Multithreaded and Spark parallelization of feature selection filters

Vast amounts of data are generated every day, constituting a volume that is challenging to analyze. Techniques such as feature selection are advisable when tackling large datasets. Among the tools that provide this functionality, Weka is one of the most popular ones, although the implementations it provides struggle when processing large datasets, requiring excessive times to be practical. Parallel processing can help alleviate this problem, effectively allowing users to work with Big Data. The computational power of multicore machines can be harnessed by using multithreading and distributed programming, effectively helping to tackle larger problems. Both these techniques can dramatically speed up the feature selection process allowing users to work with larger datasets. The reimplementation of four popular feature selection algorithms included in Weka is the focus of this work. Multithreaded implementations previously not included in Weka as well as parallel Spark implementations were developed for each algorithm.
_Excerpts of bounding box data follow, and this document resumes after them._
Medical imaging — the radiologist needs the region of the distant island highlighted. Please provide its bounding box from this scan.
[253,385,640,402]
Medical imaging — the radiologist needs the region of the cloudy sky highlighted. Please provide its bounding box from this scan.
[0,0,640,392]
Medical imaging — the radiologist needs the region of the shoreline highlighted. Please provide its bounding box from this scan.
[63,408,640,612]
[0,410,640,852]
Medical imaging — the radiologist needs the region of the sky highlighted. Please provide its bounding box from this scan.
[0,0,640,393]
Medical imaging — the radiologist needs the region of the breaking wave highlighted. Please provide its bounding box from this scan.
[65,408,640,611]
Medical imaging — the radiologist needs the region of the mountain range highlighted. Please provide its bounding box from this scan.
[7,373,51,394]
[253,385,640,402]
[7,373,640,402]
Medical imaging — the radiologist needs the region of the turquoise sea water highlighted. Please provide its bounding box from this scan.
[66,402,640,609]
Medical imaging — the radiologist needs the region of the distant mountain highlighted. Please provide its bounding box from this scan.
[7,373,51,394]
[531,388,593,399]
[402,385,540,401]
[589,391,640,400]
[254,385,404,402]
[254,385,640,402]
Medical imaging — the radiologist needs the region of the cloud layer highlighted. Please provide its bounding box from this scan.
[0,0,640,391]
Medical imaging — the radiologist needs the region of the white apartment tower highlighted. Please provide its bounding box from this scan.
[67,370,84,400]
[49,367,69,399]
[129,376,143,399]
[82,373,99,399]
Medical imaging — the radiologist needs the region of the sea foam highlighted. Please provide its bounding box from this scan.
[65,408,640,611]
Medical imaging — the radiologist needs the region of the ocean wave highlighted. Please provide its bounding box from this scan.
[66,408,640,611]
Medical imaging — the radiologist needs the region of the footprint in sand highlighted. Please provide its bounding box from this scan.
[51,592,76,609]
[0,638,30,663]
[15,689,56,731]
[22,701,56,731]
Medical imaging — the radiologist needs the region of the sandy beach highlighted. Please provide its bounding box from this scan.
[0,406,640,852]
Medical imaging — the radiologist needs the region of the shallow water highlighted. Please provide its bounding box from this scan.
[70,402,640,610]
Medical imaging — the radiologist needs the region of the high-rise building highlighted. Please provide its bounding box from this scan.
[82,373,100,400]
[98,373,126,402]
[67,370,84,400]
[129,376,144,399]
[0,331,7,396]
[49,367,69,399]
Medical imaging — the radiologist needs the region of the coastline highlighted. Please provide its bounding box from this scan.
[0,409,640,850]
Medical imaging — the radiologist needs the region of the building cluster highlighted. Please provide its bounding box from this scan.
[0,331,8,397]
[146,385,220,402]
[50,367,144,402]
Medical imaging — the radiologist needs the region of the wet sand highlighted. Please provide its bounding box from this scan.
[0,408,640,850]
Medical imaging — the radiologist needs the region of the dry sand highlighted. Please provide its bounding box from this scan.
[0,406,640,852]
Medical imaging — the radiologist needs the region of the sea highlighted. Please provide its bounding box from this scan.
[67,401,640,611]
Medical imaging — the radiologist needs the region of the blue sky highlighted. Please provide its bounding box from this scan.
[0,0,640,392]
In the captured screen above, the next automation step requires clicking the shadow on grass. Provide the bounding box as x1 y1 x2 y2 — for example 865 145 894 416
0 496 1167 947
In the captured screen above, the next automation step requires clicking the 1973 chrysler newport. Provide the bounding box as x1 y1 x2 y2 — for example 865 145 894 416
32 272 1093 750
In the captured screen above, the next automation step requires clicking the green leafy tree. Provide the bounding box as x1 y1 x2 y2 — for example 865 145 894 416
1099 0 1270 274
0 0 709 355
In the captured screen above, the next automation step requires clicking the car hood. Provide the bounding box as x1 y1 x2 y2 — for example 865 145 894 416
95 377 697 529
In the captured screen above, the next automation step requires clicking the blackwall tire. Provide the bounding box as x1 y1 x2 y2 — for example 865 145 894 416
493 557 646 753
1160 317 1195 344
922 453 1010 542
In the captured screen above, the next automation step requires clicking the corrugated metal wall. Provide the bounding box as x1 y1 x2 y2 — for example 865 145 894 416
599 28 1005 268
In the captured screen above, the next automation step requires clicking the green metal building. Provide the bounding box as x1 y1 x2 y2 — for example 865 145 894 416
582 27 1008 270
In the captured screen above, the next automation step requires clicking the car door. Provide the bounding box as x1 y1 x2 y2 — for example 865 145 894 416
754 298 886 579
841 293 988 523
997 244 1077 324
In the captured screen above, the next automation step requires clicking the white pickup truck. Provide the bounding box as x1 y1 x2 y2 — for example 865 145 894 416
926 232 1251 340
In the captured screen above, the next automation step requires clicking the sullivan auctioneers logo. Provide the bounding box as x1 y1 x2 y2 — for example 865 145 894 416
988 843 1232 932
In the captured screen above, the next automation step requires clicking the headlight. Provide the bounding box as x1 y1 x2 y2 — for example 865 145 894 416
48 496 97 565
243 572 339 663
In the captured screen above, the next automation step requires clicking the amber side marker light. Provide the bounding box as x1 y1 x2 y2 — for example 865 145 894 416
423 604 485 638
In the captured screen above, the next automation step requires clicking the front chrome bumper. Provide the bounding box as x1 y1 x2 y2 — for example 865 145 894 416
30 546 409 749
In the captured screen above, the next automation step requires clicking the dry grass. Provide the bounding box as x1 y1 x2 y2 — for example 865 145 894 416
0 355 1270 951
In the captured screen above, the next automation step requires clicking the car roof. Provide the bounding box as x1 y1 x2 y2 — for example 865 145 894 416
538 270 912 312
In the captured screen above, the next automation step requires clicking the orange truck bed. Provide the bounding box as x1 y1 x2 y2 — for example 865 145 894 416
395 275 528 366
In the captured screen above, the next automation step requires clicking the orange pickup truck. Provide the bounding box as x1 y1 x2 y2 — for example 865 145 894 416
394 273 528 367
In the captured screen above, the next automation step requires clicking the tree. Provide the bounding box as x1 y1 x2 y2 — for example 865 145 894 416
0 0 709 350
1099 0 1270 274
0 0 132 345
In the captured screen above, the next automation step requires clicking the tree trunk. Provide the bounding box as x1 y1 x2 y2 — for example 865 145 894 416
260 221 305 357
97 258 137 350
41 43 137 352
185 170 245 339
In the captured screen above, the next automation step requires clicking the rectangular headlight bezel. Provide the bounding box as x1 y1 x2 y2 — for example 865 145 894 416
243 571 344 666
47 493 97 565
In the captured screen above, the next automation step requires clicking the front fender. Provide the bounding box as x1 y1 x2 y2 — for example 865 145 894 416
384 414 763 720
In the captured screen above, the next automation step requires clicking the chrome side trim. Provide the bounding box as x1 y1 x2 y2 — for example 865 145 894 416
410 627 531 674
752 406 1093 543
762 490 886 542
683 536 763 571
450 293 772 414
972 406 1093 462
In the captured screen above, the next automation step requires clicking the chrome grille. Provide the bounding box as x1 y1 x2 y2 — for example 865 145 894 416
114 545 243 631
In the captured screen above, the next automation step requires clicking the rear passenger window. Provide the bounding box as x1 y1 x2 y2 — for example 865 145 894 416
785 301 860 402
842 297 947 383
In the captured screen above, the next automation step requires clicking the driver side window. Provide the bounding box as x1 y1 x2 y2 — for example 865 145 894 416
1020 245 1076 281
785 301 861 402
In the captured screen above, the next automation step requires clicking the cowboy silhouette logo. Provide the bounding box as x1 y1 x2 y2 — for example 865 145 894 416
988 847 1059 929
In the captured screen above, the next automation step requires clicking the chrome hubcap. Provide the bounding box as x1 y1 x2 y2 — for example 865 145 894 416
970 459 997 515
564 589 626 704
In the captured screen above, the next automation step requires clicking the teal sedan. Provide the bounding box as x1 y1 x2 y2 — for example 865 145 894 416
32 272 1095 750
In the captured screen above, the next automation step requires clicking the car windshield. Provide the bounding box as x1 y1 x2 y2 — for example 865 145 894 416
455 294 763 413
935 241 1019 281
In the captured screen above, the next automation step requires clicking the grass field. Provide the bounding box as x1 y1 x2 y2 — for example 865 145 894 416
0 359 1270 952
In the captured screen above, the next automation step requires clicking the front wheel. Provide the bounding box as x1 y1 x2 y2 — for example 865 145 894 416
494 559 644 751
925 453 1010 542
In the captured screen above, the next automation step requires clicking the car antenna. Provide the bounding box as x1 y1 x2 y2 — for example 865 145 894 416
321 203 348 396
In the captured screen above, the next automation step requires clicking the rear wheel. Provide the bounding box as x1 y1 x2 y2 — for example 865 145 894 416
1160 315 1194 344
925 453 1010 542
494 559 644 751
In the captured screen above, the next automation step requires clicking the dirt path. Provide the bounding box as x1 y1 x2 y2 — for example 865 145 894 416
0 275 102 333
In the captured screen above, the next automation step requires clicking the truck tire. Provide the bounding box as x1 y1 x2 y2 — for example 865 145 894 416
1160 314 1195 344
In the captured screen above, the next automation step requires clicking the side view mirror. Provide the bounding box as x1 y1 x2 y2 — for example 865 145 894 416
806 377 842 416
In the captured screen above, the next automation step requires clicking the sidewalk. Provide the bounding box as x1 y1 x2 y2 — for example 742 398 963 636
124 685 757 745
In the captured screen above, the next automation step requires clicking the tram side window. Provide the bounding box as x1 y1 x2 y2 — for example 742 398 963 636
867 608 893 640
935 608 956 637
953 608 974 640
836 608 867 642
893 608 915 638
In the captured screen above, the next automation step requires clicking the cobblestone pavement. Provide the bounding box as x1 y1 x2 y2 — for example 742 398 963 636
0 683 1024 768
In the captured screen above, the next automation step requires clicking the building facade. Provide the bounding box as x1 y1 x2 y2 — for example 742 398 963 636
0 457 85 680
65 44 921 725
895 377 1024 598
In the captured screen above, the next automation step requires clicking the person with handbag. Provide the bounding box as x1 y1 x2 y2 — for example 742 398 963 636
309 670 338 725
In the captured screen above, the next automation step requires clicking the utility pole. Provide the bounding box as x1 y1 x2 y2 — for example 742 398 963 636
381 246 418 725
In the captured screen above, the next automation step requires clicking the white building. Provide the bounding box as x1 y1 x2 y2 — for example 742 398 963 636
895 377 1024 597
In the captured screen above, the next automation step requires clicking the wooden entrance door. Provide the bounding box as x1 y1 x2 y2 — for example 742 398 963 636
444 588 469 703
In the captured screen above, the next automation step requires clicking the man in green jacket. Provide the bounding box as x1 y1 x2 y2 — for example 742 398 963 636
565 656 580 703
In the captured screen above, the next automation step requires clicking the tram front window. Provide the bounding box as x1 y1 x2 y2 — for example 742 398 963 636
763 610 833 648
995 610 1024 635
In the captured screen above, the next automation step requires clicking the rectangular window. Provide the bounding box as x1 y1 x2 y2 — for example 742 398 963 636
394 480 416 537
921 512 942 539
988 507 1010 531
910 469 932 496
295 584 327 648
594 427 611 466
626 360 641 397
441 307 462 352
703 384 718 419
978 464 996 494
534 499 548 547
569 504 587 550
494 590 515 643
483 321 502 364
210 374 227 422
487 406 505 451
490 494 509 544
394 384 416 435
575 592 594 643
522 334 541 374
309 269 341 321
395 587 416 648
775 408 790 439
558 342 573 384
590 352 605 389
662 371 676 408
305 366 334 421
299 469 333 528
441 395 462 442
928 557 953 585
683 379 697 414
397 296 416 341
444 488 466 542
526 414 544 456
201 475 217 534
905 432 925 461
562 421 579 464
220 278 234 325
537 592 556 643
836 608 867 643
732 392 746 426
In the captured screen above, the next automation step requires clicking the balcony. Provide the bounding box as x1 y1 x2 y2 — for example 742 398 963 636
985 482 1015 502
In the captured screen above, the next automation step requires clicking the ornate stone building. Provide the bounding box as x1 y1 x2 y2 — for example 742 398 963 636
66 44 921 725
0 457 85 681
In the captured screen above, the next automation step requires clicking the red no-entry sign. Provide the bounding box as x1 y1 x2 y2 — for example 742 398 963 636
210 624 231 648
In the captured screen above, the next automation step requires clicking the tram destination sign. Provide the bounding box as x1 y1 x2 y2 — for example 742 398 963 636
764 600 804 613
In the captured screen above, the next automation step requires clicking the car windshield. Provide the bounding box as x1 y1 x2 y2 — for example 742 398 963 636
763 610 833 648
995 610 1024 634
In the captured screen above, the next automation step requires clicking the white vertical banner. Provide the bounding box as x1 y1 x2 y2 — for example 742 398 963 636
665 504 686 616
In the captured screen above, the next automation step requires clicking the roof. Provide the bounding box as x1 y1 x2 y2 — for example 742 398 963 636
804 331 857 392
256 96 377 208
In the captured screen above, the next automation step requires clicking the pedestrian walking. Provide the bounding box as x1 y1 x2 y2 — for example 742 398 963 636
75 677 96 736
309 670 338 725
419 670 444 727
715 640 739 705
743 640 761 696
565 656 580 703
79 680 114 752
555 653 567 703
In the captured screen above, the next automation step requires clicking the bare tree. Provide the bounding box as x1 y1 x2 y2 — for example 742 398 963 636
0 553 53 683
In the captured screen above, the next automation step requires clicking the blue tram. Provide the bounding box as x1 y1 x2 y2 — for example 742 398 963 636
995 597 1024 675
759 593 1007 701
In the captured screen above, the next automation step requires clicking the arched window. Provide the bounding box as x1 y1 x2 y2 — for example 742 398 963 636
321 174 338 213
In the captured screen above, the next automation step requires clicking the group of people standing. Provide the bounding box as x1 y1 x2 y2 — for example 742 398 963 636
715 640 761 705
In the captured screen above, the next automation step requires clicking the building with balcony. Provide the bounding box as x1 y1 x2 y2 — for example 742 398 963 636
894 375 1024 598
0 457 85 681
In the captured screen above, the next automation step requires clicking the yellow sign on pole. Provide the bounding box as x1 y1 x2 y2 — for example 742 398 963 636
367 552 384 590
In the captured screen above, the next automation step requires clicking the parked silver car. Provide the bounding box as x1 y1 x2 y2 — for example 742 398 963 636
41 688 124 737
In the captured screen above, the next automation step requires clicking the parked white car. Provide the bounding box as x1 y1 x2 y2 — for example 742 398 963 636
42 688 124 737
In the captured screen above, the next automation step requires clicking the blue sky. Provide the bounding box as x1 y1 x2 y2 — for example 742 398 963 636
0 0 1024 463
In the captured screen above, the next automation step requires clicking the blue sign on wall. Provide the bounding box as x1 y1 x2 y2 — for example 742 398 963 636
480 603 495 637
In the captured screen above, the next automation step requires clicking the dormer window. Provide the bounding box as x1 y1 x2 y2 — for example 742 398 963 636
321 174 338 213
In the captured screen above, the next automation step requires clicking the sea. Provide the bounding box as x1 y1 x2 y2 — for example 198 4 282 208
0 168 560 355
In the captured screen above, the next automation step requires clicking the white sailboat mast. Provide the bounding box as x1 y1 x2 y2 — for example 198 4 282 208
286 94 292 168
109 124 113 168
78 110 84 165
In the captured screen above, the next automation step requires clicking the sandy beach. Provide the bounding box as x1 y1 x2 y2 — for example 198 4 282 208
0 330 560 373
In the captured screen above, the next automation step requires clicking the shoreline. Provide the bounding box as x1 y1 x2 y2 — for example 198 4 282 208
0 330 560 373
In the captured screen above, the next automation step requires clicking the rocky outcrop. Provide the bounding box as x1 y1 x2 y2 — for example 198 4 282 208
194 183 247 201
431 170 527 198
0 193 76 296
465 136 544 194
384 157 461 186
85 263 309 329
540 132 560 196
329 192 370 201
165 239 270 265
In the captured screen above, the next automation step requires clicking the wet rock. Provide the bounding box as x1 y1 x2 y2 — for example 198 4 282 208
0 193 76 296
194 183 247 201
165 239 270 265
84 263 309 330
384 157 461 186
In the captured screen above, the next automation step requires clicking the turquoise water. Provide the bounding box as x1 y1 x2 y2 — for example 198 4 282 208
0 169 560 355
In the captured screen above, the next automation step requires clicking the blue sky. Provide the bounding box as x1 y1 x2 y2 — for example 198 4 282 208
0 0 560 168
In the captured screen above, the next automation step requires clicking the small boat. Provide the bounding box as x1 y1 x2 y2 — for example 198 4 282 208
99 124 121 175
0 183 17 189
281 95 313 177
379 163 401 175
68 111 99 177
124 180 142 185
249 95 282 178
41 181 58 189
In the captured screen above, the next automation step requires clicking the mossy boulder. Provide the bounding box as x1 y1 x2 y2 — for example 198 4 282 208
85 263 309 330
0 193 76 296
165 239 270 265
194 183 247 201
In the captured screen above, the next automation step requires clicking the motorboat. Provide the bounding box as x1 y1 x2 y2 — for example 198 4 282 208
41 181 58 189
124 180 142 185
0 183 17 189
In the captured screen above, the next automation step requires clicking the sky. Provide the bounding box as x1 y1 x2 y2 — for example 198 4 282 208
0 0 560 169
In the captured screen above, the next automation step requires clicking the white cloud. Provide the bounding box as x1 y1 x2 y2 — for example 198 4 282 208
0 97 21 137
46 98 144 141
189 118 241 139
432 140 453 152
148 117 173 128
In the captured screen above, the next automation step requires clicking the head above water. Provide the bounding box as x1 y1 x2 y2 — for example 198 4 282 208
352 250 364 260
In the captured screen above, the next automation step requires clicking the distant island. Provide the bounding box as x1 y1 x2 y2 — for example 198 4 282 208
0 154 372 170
Experimental results obtained from tests on real-world datasets show that the new versions offer significant reductions in processing times.

Use

To build the project using maven,  run:

mvn clean package

Then, to use RELIEFF method:

spark-submit --class org.apache.spark.mllib.feature.ReliefFFeatureSelector PATH_TO_COMPILED_JAR PATH_TO_LIBSVM_FILE

to use CFS:

spark-submit --class org.apache.spark.mllib.feature.CFSFeatureSelector PATH_TO_COMPILED_JAR PATH_TO_LIBSVM_FILE

to use SVM-RFE:

spark-submit --class org.apache.spark.mllib.feature.SVMRFEFeatureSelector PATH_TO_COMPILED_JAR PATH_TO_LIBSVM_FILE

 

Release

The latest version is: Spark  Weka 

Reference

Eiras-Franco, Carlos, Verónica Bolón-Canedo, Sabela Ramos, Jorge González-Domínguez, Amparo Alonso-Betanzos, and Juan Touriño. "Multithreaded and Spark parallelization of feature selection filters." Journal of Computational Science 17 (2016): 609-619.